Op 21 juni 2024 nam A.L. (Arie) Molendijk (67) afscheid van de universiteit van Groningen als hoogleraar geschiedenis van het christendom en godsdienstfilosofie. Opgeleid tot godsdienstwijsgeer in Leiden is hij steeds meer geïnteresseerd geraakt in de geschiedenis van de theologie. In Protestant Theology and Modernity in the Nineteenth-Century Netherlands (Oxford 2022) onderzoekt hij hoe Nederlandse protestantse theologen zich verhielden tot de zich snel moderniserende wereld om hen heen. Zijn afscheidscollege bevatte een kritische analyse van de ontwikkelingen in de Nederlandse academische wereld in de jaren dat hij aan de universiteit werkte. Wij spreken Arie in zijn woning aan het Utrechtse Wilhelminapark en stellen hem als openingsvraag of hij zich nog theoloog noemt.
Theologie en geesteswetenschap
Ik profileer mij over het algemeen niet als theoloog, maar als historicus of religiewetenschapper. Toen ik in mijn studententijd eens in de universitaire mensa aan iemand vertelde dat ik aan de theologische faculteit studeerde, was de reactie: ‘Leer je daar bidden?’ Dat misverstand wil ik vermijden. Zeker sinds ik in de wetenschap begon te werken beschouw ik mezelf als een historicus van het christendom. Ik bestudeer ook niet puur de geschiedenis van de kerk, maar christelijke praktijken in de breedste zin, alhoewel mijn grootste aandacht uitgaat naar de ideeëngeschiedenis, de geschiedenis van de theologie en de godsdienstwetenschap.
Als je kijkt naar de ontwikkeling in de laatste tien tot vijftien jaar zie je dat er steeds minder theologen nog posities krijgen aan wat vroeger de staatsfaculteiten godgeleerdheid waren. Daar komen nu cultureel antropologen en historici te zitten, mensen uit alle windstreken. In mijn vakgroep zitten een Amerikaan, een Australische, iemand uit Nieuw-Zeeland en iemand uit voormalig Joegoslavië. De voertaal is daarmee ook veranderd, in Groningen worden bijna alle colleges in het Engels gegeven. Er is wel een aanbod van Nederlandse kandidaten, maar de concurrentie is veel harder geworden. Iemand die aan een theologische faculteit als hoofdvak geschiedenis van het christendom heeft gedaan, heeft weinig tijd gehad om zich het vak eigen te maken. Met name de invoering van de éénjarige master is één van de grootste rampen die zich heeft voltrokken. Vroeger was er nog een doctoraal van twee jaar. Nu kun je je in dat ene jaar niet eens voldoende op een onderwerp concentreren, zodat promoveren voor een deel bijscholing wordt. Dan is het heel lastig concurreren met een historicus, die zich ook sterk voor religie en christendom interesseert en veel meer tijd heeft gehad. En als de voertaal vervolgens Engels is, dan wordt de concurrentie nog sterker.

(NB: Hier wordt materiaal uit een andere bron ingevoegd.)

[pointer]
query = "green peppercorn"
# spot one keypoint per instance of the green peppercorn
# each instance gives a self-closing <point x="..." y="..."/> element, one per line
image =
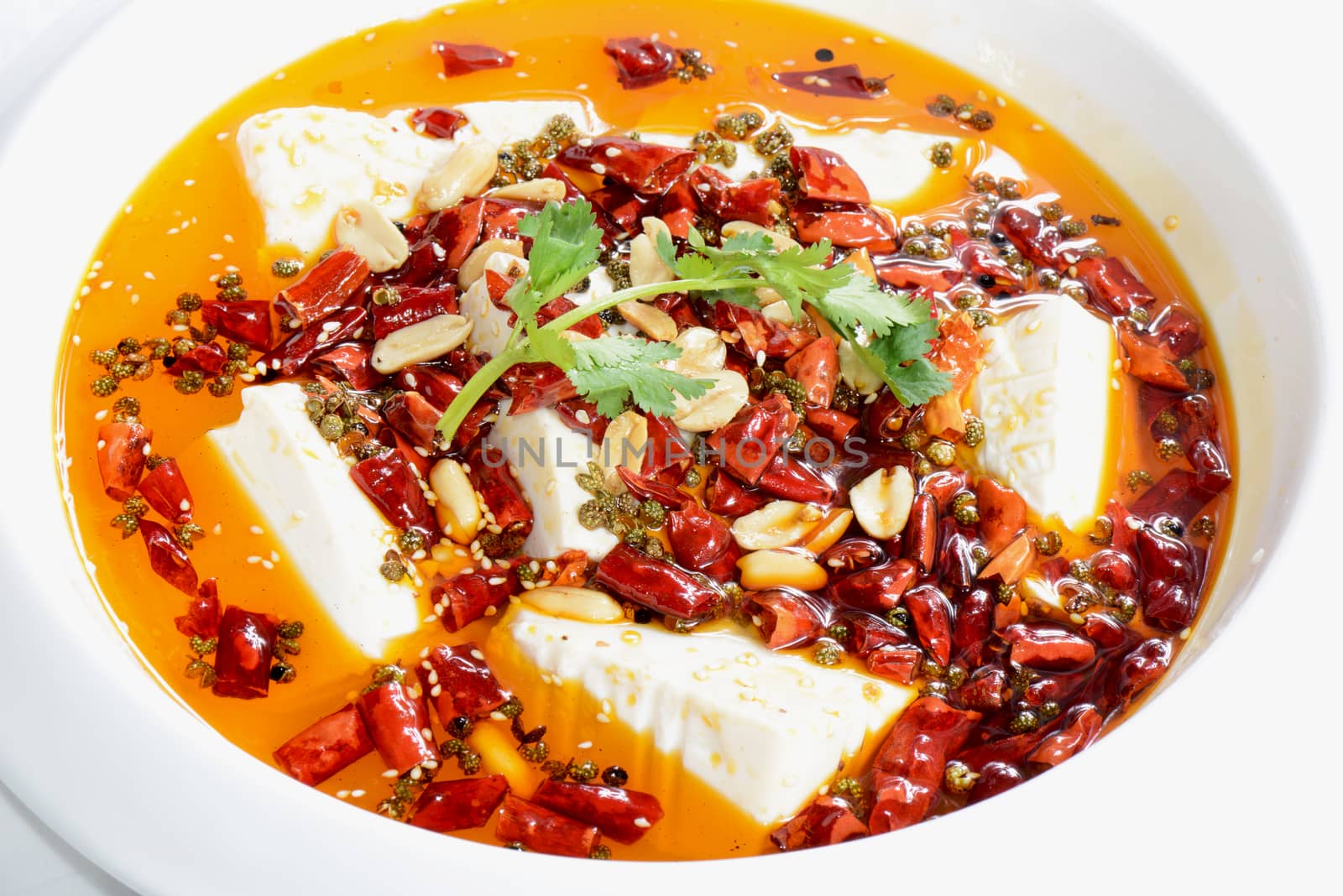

Ik geloof niet dat met de teloorgang van de theologie ook de belangstelling verdwijnt voor religie als een eigensoortig verschijnsel. In onze maatschappij is voldoende interesse voor religie, spiritualiteit en zingeving, maar dat vertaalt zich niet in studenten die de volledige studie religiewetenschappen doen. Men doet een minor of volgt afzonderlijke colleges. Het diploma dat men behalen wil, is leidend. Het gevolg is dat succesvolle opleidingen, zoals hier in Utrecht, vanwege de lage studentenaantallen worden gesloten. En dan hebben we natuurlijk nog vrij veel instellingen waar religiewetenschap en theologie of beide worden gedoceerd. Ik geloof een stuk of elf. Dus dat is wel veel voor het geringe aantal studenten.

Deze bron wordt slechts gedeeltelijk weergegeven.